Consequently, the geographically distant USA came to be considered by most Europeans as an imaginary child, the Atlantic apparently uniting on the symbolic level what it separates in physical terms, while oppositely Russia, in an uninterrupted geographical continuum and "inevitably" neighbor of the former (but with no amor fati involved), tended on the contrary to be perceived as symbolically non-European, coexistence with her being therefore less necessarily peaceful, being more available to openly predatory conduct and receiving in return a systematic treatment of contempt and hostility.
Relations between countries, like relations between people, could sometimes be said to be neuroticized in such a way that, if someone is fond of another, that other person considers ipso facto the first one to be worthy of spite and derision. That is, to be frank, what mostly seems to me to be happening in the cascade of contempt that is notorious in the US-Europe-Russia relationships. The more Europeans adore the United States, publicly humiliating themselves repeatedly and almost with a perverse voluptuousness because of this unrequited love, the more parents sacrifice themselves for the sake of their imaginary spoiled daughter, who is herself a victim of drug addiction problems, the more the daughter despises and disregards them. But that, paradoxically, leads Europeans to an increased investment (primarily emotional, but then also implying a catastrophic economic investment, in a strict sense) in the imaginary "child", in the spoiled daughterland that are the USA. In the present context of very decreasing birth rates, this inclination is most likely amplified. This is what seems to be the case with the "priceless child" that, from the point of view of Europeans, are obviously the USA (see Viviana Zelizer, here).
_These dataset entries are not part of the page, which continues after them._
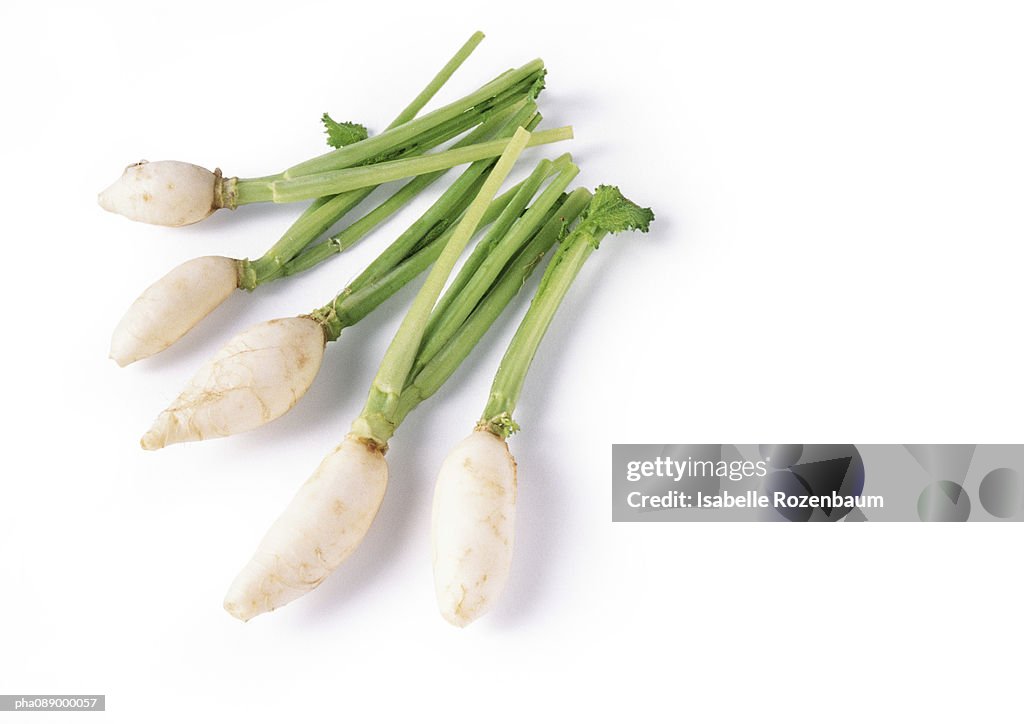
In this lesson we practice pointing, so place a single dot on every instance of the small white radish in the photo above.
(473, 526)
(474, 499)
(172, 305)
(258, 376)
(323, 524)
(164, 193)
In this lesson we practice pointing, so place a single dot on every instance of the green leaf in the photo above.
(339, 134)
(610, 211)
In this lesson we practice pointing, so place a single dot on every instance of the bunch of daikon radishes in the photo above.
(261, 373)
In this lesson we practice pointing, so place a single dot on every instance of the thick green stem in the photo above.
(376, 424)
(499, 123)
(460, 301)
(442, 77)
(325, 212)
(502, 125)
(437, 369)
(311, 186)
(512, 371)
(523, 78)
(370, 290)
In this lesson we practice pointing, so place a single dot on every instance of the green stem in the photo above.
(310, 186)
(502, 125)
(376, 423)
(372, 288)
(462, 298)
(325, 212)
(442, 77)
(312, 255)
(346, 157)
(437, 369)
(561, 271)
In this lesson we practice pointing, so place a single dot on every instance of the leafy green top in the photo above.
(610, 212)
(339, 134)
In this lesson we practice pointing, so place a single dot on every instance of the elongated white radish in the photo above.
(323, 524)
(164, 193)
(258, 376)
(171, 306)
(473, 526)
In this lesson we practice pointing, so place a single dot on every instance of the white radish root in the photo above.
(171, 306)
(473, 526)
(323, 524)
(258, 376)
(164, 193)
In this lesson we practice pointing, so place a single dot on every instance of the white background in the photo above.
(837, 258)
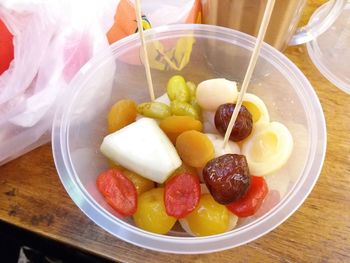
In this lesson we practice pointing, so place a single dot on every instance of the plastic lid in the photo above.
(330, 52)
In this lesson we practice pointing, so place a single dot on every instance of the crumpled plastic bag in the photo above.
(54, 39)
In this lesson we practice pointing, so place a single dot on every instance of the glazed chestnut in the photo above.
(227, 177)
(243, 125)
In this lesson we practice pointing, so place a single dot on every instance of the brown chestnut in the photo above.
(243, 125)
(227, 177)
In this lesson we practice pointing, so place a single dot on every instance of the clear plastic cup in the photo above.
(80, 125)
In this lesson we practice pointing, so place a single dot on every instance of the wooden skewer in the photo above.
(145, 54)
(251, 66)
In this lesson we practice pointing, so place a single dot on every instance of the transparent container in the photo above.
(80, 125)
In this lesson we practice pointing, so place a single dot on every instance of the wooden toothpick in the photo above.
(145, 54)
(251, 66)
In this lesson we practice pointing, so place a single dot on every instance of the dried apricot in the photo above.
(121, 114)
(194, 148)
(173, 126)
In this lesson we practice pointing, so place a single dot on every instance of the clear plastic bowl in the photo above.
(80, 125)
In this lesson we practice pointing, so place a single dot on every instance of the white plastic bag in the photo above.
(66, 36)
(53, 39)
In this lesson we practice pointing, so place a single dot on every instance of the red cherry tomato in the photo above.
(181, 194)
(119, 192)
(252, 200)
(6, 47)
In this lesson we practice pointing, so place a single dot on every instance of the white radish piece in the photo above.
(212, 93)
(143, 148)
(218, 141)
(208, 122)
(164, 99)
(268, 148)
(257, 108)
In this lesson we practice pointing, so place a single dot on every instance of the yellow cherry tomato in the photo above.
(209, 217)
(151, 215)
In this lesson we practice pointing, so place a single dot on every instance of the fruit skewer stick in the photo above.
(251, 66)
(144, 49)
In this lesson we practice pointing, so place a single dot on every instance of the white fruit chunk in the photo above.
(212, 93)
(218, 142)
(232, 218)
(164, 99)
(208, 121)
(257, 108)
(268, 148)
(143, 148)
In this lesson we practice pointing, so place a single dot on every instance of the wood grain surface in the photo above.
(32, 197)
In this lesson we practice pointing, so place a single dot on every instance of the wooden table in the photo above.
(32, 197)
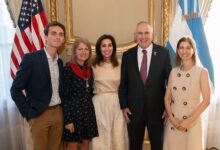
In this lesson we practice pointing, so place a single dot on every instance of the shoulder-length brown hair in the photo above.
(75, 46)
(191, 42)
(99, 58)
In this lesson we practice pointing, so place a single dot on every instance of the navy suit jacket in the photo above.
(33, 77)
(145, 101)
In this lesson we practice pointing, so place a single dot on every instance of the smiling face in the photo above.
(185, 51)
(55, 37)
(106, 49)
(82, 53)
(144, 35)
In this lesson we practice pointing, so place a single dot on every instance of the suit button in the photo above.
(183, 88)
(184, 103)
(184, 117)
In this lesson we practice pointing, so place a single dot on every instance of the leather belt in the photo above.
(53, 107)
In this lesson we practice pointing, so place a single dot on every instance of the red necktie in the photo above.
(143, 69)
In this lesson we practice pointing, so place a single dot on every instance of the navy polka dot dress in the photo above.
(78, 107)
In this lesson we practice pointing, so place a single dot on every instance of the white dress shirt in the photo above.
(54, 74)
(140, 56)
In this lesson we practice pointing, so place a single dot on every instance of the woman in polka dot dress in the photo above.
(79, 115)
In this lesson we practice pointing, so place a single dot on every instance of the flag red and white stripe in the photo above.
(29, 35)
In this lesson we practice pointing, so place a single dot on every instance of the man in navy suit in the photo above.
(142, 94)
(37, 90)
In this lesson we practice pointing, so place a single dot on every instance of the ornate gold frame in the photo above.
(53, 16)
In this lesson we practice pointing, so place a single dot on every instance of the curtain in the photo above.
(11, 123)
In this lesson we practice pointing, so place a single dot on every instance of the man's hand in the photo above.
(70, 127)
(126, 114)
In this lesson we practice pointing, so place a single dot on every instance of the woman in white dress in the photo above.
(187, 96)
(112, 127)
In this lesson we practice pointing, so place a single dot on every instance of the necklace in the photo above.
(83, 72)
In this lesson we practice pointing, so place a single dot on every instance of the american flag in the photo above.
(29, 35)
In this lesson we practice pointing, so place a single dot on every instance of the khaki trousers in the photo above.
(47, 129)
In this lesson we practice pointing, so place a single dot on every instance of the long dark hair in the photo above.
(99, 58)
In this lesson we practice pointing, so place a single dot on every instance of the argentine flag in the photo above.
(187, 22)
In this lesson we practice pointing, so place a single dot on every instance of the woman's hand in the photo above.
(70, 127)
(184, 125)
(175, 122)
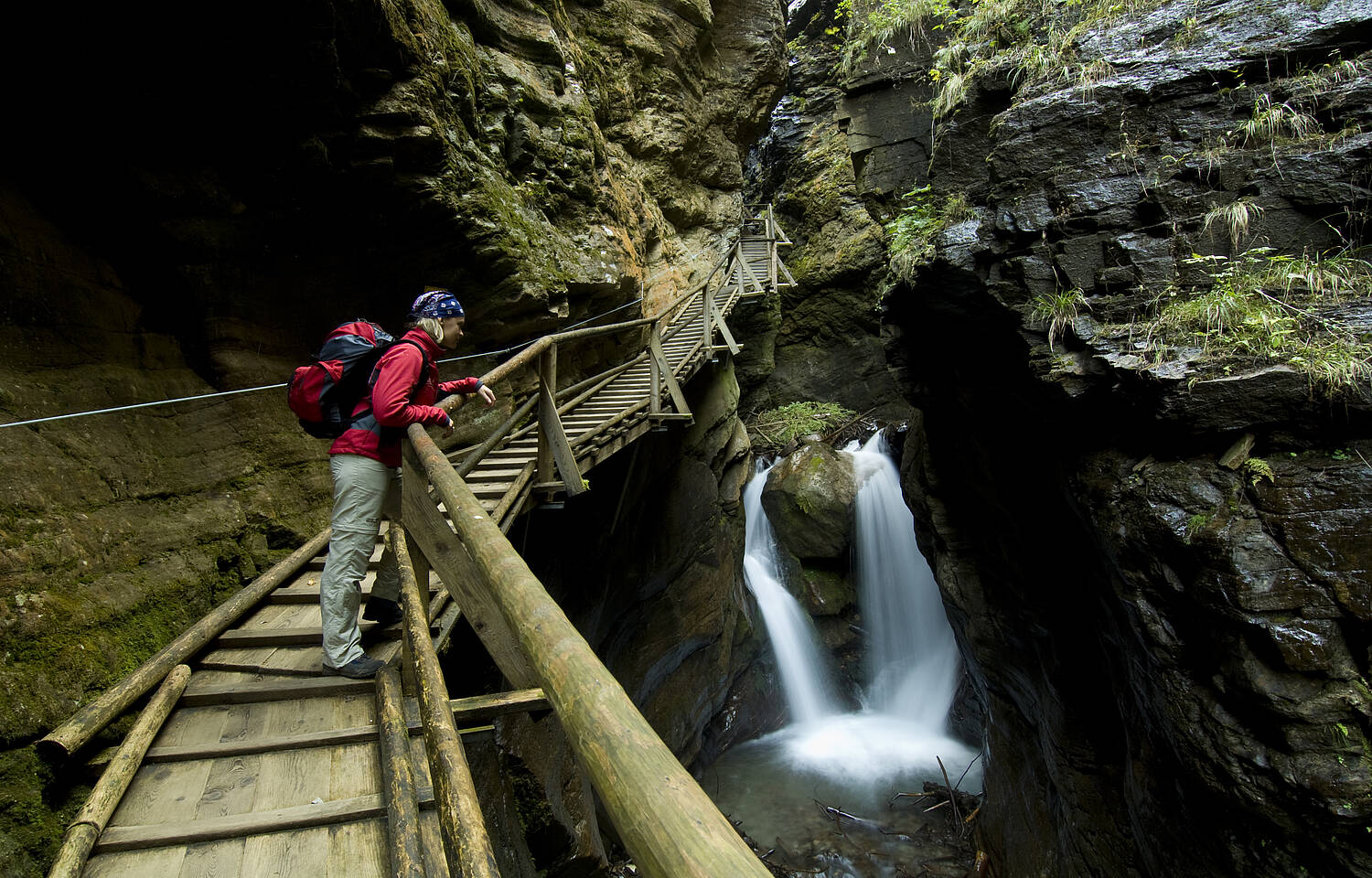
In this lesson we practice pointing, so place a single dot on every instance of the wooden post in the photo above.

I believe that we can also speak in this case, quite properly, of a " virus of the mind" (see here:), which consistently leads Europe to disregard her interests, acting instead in favor of an entity that she considers in some way as a "part of herself", but which in return does not correspond, or that corresponds, on the contrary, moving even further away. Symbolically upstream from the US, it should be added, one can perhaps place Israel, which the US treats patently as a "Benjamin", a late son who is the target of the enraptured and stultified devotion of the whole family, to whom everything is allowed and from whom nothing is requested. Israel is (certainly much more than Australia) the notorious and noteworthy exception, in a general scenario where the US are, on the contrary, quite prone to despise the rest of the world, as enunciated with humor in Randy Newman's justly famous song .
Things are, in social interaction, particularly in the history of relations between the various countries, obviously much more complex than what I have written. Nevertheless, I hope it is not foolish to take these words into consideration. Facing the dizzying changes that have taken place recently, the time maybe not too far off when, for example, Mads Mikkelsen's performance in Kristian Levring's The Salvation, is considered outrageous, and politically incorrect for alleged "anti-Americanism". At least in that case, what I have mentioned above will plausibly be deemed to be an analytical scheme worth meditation.